Sessões
Criar, trocar, fixar, voltar atrás (undo, timeline, fork), compactar, subagentes, exportar.
Atualizado em 16 de set. de 2026
Uma sessão é uma conversa inteira: o histórico, as mudanças que ela fez nos arquivos e o contexto que o agente carrega. As sessões ficam salvas por projeto e reabrem exatamente de onde pararam, então você pode fechar o terminal sem medo.
/new começa outra; /sessions (ou ctrl+x l) lista as do projeto, com busca. Na lista, ctrl+f fixa uma sessão no topo e ctrl+d apaga. As nove primeiras da lista ganham atalhos rápidos ctrl+x 1 a ctrl+x 9. /rename dá um nome melhor que o título automático. A barra lateral (ctrl+x b) mostra as sessões e os arquivos tocados, sempre visíveis.

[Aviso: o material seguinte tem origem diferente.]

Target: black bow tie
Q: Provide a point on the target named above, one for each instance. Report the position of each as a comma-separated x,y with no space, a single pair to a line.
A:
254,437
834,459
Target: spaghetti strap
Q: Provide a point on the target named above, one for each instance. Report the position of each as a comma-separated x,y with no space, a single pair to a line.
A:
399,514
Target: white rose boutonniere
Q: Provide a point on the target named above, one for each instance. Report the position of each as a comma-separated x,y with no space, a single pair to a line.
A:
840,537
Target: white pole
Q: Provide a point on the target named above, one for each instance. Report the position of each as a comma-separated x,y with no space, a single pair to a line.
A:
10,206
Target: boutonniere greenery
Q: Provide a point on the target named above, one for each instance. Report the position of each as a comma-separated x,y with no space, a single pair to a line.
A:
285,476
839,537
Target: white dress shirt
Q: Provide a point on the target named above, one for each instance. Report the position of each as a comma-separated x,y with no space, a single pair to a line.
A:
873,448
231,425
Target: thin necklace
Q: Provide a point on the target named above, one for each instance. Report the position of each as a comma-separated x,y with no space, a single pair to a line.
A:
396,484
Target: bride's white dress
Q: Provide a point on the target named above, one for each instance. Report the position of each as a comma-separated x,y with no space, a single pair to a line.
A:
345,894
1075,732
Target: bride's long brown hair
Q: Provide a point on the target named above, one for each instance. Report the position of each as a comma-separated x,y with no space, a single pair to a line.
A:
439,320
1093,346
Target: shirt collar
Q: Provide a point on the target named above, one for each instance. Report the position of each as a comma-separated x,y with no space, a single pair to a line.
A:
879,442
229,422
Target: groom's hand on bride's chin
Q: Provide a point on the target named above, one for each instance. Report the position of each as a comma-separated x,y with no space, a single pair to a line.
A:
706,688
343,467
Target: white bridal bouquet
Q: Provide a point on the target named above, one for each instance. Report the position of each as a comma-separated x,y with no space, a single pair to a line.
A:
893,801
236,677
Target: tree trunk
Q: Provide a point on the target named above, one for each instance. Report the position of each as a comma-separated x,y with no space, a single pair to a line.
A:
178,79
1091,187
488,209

Na hora de abrir o programa, hinow-cli -c já continua a última sessão da pasta e hinow-cli -s <id> abre uma específica. Fora da interface, hinow-cli session list e hinow-cli session delete <id> fazem o básico.
| Comando | Quando usar |
|---|---|
/undo | A última mensagem foi um erro: apaga a mensagem **e reverte os arquivos** ao estado anterior a ela. O texto volta para o prompt, para você corrigir e mandar de novo. /redo refaz |
/timeline | Ver a sequência de mensagens e voltar para um ponto qualquer, revertendo o que veio depois |
/fork | Manter esta sessão como está e abrir outra a partir de uma mensagem, para tentar um caminho diferente |
/diff | Ver tudo que a sessão mudou nos arquivos antes de commitar |
Conversas longas vão enchendo o contexto do modelo. Quando isso pesa, /compact resume o que passou e a sessão segue com o resumo, sem perder o histórico completo, que continua guardado. O HiNow Code também compacta sozinho quando chega perto do limite (é a chave compaction na configuração). E um bom hábito: assuntos diferentes em sessões diferentes, porque cada uma começa limpa.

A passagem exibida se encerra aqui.